Figure 1. Angiogram showing two Amplatzer plugs in the middle hepatic vein. The second one is still connected to the delivery system from a jugular approach (A). A marked decreased of filling of the portal vein system of the right lobe is seen on digital subtraction angiography after previous embolization of the right and middle hepatic vein (B). After glue embolization of the right portal vein, a cast of Lipiodol-Glubran mixture is seen (C).

Figure 2. Equilibrium-phase, T1-weighted axial MRI before (A) and after (B) double embolization showing hypertrophy of the left lobe and a marked decrease of gadoxetic acid in the right lobe, indicating a reduction of functional hepatocytes. Normal excretion is seen on the left lobe.
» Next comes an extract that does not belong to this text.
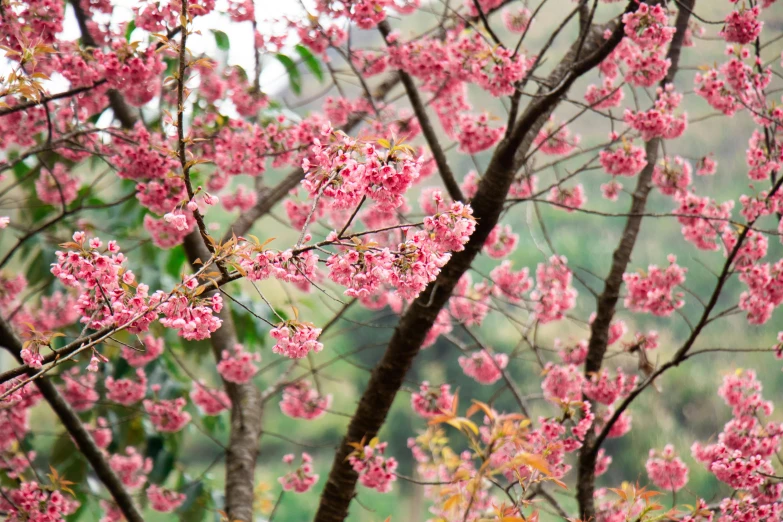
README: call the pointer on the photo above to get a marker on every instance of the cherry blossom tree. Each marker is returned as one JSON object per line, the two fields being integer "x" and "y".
{"x": 161, "y": 202}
Thus far, three patients have been treated by our group with simultaneous embolization of the right portal vein and the right hepatic vein (two cases) and the right and middle hepatic vein (one case). All patients had colon cancer with simultaneous liver metastasis. Double embolization was performed as an outpatient procedure. First, the hepatic vein(s) were embolized from a jugular vein approach (Figure 1A). Amplatzer plugs should be placed centrally without prolapsing into the inferior vena cava. Then, the right portal vein was accessed under ultrasound guidance. Portography showed an impressive reduction of portal flow into the right liver lobe secondary to prior hepatic vein embolization (Figure 1B). The right portal vein was then occluded with a mixture of Lipiodol (Guerbet LLC) and Glubran (GEM Srl) in a 1:1 ratio (Figure 1C). T1-weighted, postcontrast, late-phase liver MRI with gadoxetic acid (Primovist, Bayer) showed hypertrophy of the left liver lobe and a markedly decreased contrast uptake into the right liver lobe after double embolization (Figure 2). Right hepatectomy, including segment IV in two cases, was performed 41, 21, and 8 days, respectively, after double embolization, with > 30% FLR in all cases without complications and no posthepatectomy liver dysfunction. After a follow-up of 1, 4, and 5 months, no residual or recurrent liver metastases were found.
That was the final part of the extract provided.